On 01/22/2014 07:33 PM, Vivek Goyal wrote:
On Mon, Jan 13, 2014 at 01:39:11PM +0100, Marek Grac wrote:
[..]
> if you have a lot of memory, you should set fence_kdump to wait
> longer (default 60 seconds)
> pcs stonith update myfence pcmk_reboot_timeout=600 --force
Hi Marek,
I think this is a problem. How would we know in advance how
much it will take for dump to finish. And it will vary depending
on so many things. (size of memory, speed of network etc).
You don't need to
know this in advance. This is set on cluster-side and
administrator should be able to set this timeout to proper value.
By default, why this value can't be very high? Or this value can act
more like a watchdog. As long as you keep on getting tick, you keep
resetting internal counter.
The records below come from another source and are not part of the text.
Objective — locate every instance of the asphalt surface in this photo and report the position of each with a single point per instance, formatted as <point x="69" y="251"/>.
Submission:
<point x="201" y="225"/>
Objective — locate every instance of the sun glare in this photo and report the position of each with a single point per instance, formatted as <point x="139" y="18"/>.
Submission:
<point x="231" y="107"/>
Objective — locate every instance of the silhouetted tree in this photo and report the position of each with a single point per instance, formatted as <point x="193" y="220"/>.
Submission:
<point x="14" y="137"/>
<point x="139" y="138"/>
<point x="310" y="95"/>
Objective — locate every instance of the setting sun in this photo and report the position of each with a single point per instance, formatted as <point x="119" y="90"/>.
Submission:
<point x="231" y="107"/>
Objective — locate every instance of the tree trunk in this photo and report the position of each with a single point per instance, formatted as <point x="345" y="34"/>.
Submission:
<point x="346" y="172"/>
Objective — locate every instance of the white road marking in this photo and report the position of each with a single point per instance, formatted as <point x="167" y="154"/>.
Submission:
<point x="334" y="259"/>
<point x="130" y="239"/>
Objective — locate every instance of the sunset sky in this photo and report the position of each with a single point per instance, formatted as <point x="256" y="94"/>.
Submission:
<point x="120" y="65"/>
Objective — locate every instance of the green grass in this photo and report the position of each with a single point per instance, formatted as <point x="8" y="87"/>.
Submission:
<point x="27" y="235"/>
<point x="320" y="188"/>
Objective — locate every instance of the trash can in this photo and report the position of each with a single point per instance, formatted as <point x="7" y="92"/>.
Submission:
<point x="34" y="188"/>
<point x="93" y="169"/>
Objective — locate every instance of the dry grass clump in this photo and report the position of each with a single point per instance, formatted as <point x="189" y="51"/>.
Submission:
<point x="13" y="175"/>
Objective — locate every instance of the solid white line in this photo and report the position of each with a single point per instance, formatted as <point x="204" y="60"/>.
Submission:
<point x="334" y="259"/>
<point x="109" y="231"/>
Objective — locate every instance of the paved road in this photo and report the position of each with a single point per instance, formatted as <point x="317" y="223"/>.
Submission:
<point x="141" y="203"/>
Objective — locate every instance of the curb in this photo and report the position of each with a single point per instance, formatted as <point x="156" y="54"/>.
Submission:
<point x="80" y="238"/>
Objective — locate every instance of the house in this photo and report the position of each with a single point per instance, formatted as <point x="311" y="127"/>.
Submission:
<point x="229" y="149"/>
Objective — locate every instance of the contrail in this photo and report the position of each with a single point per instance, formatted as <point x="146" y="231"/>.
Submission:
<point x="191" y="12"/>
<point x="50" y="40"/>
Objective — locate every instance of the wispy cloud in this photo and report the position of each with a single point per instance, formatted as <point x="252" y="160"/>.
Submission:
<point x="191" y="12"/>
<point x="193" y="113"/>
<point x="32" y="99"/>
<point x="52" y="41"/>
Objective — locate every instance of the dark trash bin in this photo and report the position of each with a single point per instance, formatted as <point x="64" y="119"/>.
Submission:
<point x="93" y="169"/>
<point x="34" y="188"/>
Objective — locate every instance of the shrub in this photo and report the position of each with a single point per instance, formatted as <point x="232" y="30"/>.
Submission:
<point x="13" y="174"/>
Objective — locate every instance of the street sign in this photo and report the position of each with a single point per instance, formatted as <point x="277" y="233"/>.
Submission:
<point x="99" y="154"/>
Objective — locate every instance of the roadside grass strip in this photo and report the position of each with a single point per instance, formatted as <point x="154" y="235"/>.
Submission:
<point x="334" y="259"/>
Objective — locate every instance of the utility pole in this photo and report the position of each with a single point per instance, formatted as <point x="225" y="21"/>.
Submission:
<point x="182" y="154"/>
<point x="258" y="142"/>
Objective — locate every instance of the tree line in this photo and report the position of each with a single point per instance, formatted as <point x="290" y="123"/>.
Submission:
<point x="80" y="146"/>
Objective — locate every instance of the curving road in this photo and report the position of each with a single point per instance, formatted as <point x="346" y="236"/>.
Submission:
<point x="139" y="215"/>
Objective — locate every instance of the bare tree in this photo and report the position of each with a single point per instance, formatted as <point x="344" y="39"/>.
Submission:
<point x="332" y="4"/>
If you don't get a tick (message from
node which is saving vmcore) for 60 seconds, then you assume
that something went wrong with the node and power cycle it.
Trying to keep an upper limit of 60 seconds and assuming dump will
finish in this time, will not help.
This is a general fence agent settings in
cluster and fence_kdump is
only one that uses 'ticking' mechanism, all other should finished in a
much more fixed time. Setting this value for kdump agent is fine as
fence_kdump itself contains a different timeout mechanism which are
based on 'ticks'. I agree that it should be explained in
documentation/kbase but it is not something what can be changed on fence
agent level.
Cluster (pacemaker/corosync) accepts that some fence agents are slower
than others, so it is possible to set this timeout value on
per-instance-of-agent with given command.